Remember there’s an “opportunity cost” to high-yield savings
While rates approaching 5% on high-yield savings accounts are a welcome increase, the vast majority of financial professionals Fortune spoke with did not recommend investors completely stop contributing to their various investing accounts in favor of high-yield savings.
Investors need to remember that the amount allocated to the high-yield savings accounts also comes with an “opportunity cost,” says Jiayi (Kristy) Xu, a CFP and founder of Global Wealth Harbor.

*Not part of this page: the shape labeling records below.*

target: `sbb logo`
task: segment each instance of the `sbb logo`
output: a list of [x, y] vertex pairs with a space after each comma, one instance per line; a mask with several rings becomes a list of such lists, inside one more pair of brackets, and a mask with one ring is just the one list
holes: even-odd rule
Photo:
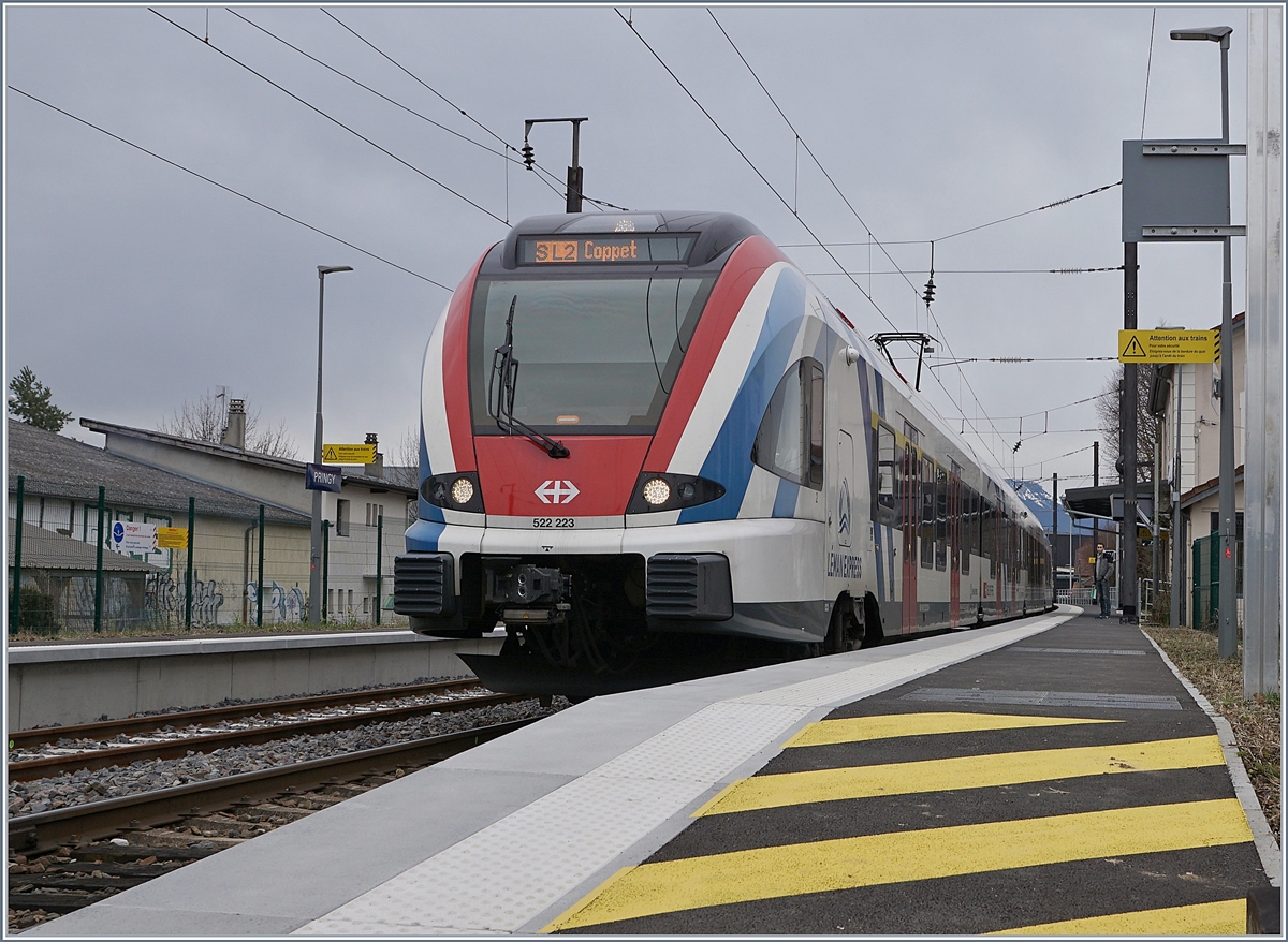
[[581, 492], [572, 481], [542, 481], [535, 493], [541, 503], [572, 503]]

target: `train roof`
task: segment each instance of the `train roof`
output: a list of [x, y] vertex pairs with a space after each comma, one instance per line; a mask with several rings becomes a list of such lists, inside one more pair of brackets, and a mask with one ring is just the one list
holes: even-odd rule
[[698, 238], [688, 255], [685, 268], [705, 266], [743, 239], [751, 236], [764, 236], [760, 229], [733, 212], [632, 210], [529, 216], [506, 236], [500, 257], [501, 268], [518, 268], [518, 246], [519, 239], [524, 236], [621, 236], [623, 233], [697, 233]]

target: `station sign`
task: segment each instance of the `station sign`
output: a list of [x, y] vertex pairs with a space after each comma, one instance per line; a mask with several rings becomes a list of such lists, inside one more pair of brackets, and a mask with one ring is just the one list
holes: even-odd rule
[[157, 550], [187, 550], [188, 530], [183, 526], [158, 526]]
[[[331, 447], [328, 445], [328, 448]], [[307, 490], [328, 490], [332, 494], [339, 494], [341, 476], [341, 468], [332, 465], [309, 463], [304, 466], [304, 488]]]
[[1118, 331], [1119, 363], [1215, 363], [1220, 328]]
[[322, 445], [322, 461], [328, 465], [372, 465], [376, 461], [376, 447]]

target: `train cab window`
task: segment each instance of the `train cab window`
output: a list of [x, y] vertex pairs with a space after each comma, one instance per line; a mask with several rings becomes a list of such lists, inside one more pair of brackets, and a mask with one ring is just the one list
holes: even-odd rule
[[751, 459], [801, 486], [823, 489], [823, 367], [818, 360], [797, 360], [778, 382]]
[[894, 450], [894, 430], [877, 423], [875, 475], [877, 493], [872, 501], [873, 520], [887, 526], [899, 525], [899, 501], [895, 492], [895, 470], [899, 461]]
[[[714, 284], [656, 273], [479, 278], [469, 324], [474, 432], [504, 434], [493, 416], [506, 398], [515, 420], [560, 439], [653, 434]], [[496, 354], [507, 336], [519, 363], [509, 380]]]

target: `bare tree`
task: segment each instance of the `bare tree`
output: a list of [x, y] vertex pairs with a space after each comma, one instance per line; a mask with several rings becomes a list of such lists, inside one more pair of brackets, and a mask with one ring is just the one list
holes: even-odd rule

The past 50 years of market data show that the average one-year S&P 500 index return after the above-average peak inflation is 17% and the average three-year S&P 500 index accumulative return after the above-average peak inflation is 46%. “For long-term investors who consider growth to be their investment goal, allocating funds away from the equity market to put into high-yield savings accounts means they might lose the opportunities to take advantage of the equity market,” Xu says.
Savings accounts are not a replacement for traditional long-term investments such as the stock market, adds Ben Wacek, CFP and founder of Minnesota-based Guide Financial Planning.
“Though there is much uncertainty in the stock market and it’s very difficult, if not impossible, to know where it will go over the short term, stock market investors have been rewarded by sticking with an allocation to stocks over the long term,” he says, noting that the U.S. stock market has provided a return of about 10% per year over the last century. So if an investor had $10,000 in a savings account yielding a 5% APY for 30 years, they’d have about $43,000. But those investing and getting a 10% average annual return would have about $174,000 after 30 years, Wacek calculates.
Don’t sell to stash cash
It’s one thing for investors to look around for the best rate on their existing cash, but it’s another to sell off investments. Financial planners don’t advise taking that route for most investors—especially younger Americans with long time horizons.
Why? Stocks and bonds are still well off their all-time highs—and typically investors generally don’t want to sell low, says Bryan Minogue, CFP and founder of Wisconsin-based Kardinal Financial.
“For long-term investors, you should still expect a higher return from stocks and bonds compared to cash,” Minogue says. But you don’t want to make a habit of selling your investments in the midst of bear markets if you can avoid it.